1.6k Views Asked by At

I've been using the R forecast package's auto.arima() function to fit an ARIMA model to my time series data. I want to see how good of a fit the ARIMA model is to my original data. I hope to plot my original time series and the ARIMA simulation on the same plot and see how well they match up. How can I do this?

1

There are 1 best solutions below

0
On

I'm not really sure about what you are looking for, but I think you want to have some indication about the accuracy of your model. You may found details on the topic in the online book of Hyndman and Athanasopoulos: https://www.otexts.org/fpp/2/5

Here an example based on the dataset "AirPassengers"

library(forecast)

data(AirPassengers)

# inspect the series

AirPassengers

plot(AirPassengers)


# data are assigned to a convenient vector

series <- AirPassengers

# the accuracy of forecasts can only be determined 
# by considering how well a model performs on new data that were not used when fitting the model.
# The size of the test set is typically about 20% of the total sample 

# training set
# use data from 1949 to 1956 for forecasting

sr = window(series, start=1949, end=c(1956,12))

# test set
# use remaining data from 1957 to 1960 to test accuracy

ser = window(series, start=1957, end=c(1960,12))



######################################################################
# plot training set
######################################################################

plot(sr, main="AirPassengers", ylab="", xlab="Months")

# plot forecasting for 5 years according to four methods
lines(meanf(sr,h=48)$mean, col=4)
lines(rwf(sr,h=48)$mean, col=2)
lines(rwf(sr,drift=TRUE,h=48)$mean, col=3)
lines(snaive(sr,h=48)$mean, col=5)

# legend
legend("topleft", lty=1, col=c(4,2,3, 5),
legend=c("Mean method","Naive method","Drift method", "Seasonal naïve method"),bty="n")

# the test set
lines(ser, col="red")


# accuracy for forecasting of sr (forecasted data) on ser (original data)
# the best model had the lowest error (particularly the MAPE, Mean absolute percentage error)

# Mean method
accuracy(meanf(sr,h=48), ser)

# Naive method
accuracy(rwf(sr,h=48), ser)

# Drift method
accuracy(rwf(sr,drift=TRUE,h=48), ser)

# Seasonal naïve method
accuracy(snaive(sr,h=48), ser)



######################################################################
# plot test set only with the predictions
######################################################################

# calculate the forecasting

sr.mean <- meanf(sr,h=48)$mean
sr.naive <- rwf(sr,h=48)$mean
sr.drift <- rwf(sr,drift=TRUE,h=48)$mean
sr.seas <- snaive(sr,h=48)$mean

# plot the test set
plot(ser, main="AirPassengers", ylab="", xlab="Months", ylim = c(200,600))

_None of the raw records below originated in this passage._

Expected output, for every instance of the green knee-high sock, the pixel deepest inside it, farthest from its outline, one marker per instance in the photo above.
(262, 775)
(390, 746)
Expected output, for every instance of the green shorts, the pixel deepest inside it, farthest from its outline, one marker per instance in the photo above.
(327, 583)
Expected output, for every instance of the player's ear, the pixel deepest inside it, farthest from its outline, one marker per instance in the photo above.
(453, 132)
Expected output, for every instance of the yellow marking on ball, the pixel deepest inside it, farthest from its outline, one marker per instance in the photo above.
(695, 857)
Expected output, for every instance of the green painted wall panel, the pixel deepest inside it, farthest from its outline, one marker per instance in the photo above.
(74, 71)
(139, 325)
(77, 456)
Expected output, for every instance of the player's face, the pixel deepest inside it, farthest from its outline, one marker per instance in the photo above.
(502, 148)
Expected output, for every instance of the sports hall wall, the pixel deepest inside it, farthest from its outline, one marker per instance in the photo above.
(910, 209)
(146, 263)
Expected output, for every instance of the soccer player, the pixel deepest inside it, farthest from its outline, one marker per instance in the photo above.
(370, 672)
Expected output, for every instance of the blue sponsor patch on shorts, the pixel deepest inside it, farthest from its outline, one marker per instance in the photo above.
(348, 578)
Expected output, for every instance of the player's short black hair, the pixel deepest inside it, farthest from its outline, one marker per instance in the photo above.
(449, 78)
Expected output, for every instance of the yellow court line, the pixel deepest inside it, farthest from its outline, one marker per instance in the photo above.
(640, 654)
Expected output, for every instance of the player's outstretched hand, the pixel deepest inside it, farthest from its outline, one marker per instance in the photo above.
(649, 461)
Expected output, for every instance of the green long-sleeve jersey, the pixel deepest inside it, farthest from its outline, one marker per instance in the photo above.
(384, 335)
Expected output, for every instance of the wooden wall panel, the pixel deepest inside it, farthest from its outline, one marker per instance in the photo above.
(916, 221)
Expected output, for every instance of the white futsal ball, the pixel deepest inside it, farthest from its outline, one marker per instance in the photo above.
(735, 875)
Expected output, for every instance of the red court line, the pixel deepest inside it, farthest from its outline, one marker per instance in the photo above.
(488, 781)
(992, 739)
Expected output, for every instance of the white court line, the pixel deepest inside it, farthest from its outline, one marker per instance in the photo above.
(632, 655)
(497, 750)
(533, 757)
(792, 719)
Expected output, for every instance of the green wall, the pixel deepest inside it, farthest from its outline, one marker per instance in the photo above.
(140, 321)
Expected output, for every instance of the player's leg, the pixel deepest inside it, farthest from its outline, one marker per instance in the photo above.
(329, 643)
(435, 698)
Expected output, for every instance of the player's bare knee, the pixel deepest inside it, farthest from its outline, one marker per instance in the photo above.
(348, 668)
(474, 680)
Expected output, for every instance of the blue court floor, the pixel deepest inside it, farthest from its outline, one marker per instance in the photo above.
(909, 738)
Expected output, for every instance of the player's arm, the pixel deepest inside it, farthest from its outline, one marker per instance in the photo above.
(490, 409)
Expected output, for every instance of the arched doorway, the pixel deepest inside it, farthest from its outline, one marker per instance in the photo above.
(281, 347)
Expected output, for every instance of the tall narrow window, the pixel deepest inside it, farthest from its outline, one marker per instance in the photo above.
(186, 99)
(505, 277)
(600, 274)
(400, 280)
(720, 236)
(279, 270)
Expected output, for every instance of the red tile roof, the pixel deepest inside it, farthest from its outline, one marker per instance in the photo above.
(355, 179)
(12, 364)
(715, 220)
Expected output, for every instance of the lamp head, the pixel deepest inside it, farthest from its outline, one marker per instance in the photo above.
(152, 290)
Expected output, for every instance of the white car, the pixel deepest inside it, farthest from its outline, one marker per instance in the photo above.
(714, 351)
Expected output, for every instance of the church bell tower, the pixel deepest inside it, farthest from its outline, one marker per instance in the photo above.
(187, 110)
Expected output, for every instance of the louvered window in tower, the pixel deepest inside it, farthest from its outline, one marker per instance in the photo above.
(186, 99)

# plot forecasting for 4 years according to four methods
lines(sr.mean, col=4)
lines(sr.naive, col=2)
lines(sr.drift, col=3)
lines(sr.seas, col=5)

# legend
legend("topleft", lty=1, col=c(4,2,3,5),
legend=c("Mean method","Naive method","Drift method", "Seasonal naïve method"),bty="n")



########################################################################
# for ARIMA; Hyndman suggest to use auto-arima without stepwise 
########################################################################

library(fpp)

trainData <- sr
testData <- ser

#  the default value in auto.arima() is test="kpss". 
# A KPSS test has a null hypothesis of stationarity
# In general, all the defaults are set to the values that give the best forecasts on average.

# CAUTION! Takes a while to compute

arimaMod <- auto.arima(trainData, stepwise=FALSE, approximation=FALSE)
arimaMod.Fr <-forecast(arimaMod,h=48)

# plot of the prediction and of the test set

plot(arimaMod.Fr)
lines(testData, col="red")
legend("topleft",lty=1,bty = "n",col=c("red","blue"),c("testData","ARIMAPred"))



# plot of the test set and its prediction only

AR.mean <-forecast(arimaMod,h=48)$mean

plot(testData, main="AirPassengers", ylab="", xlab="Months", col="darkblue")  
lines(AR.mean, col="red")

# accuracy

accuracy(arimaMod.Fr,testData)

# test residues of arima

tsdisplay(residuals(arimaMod))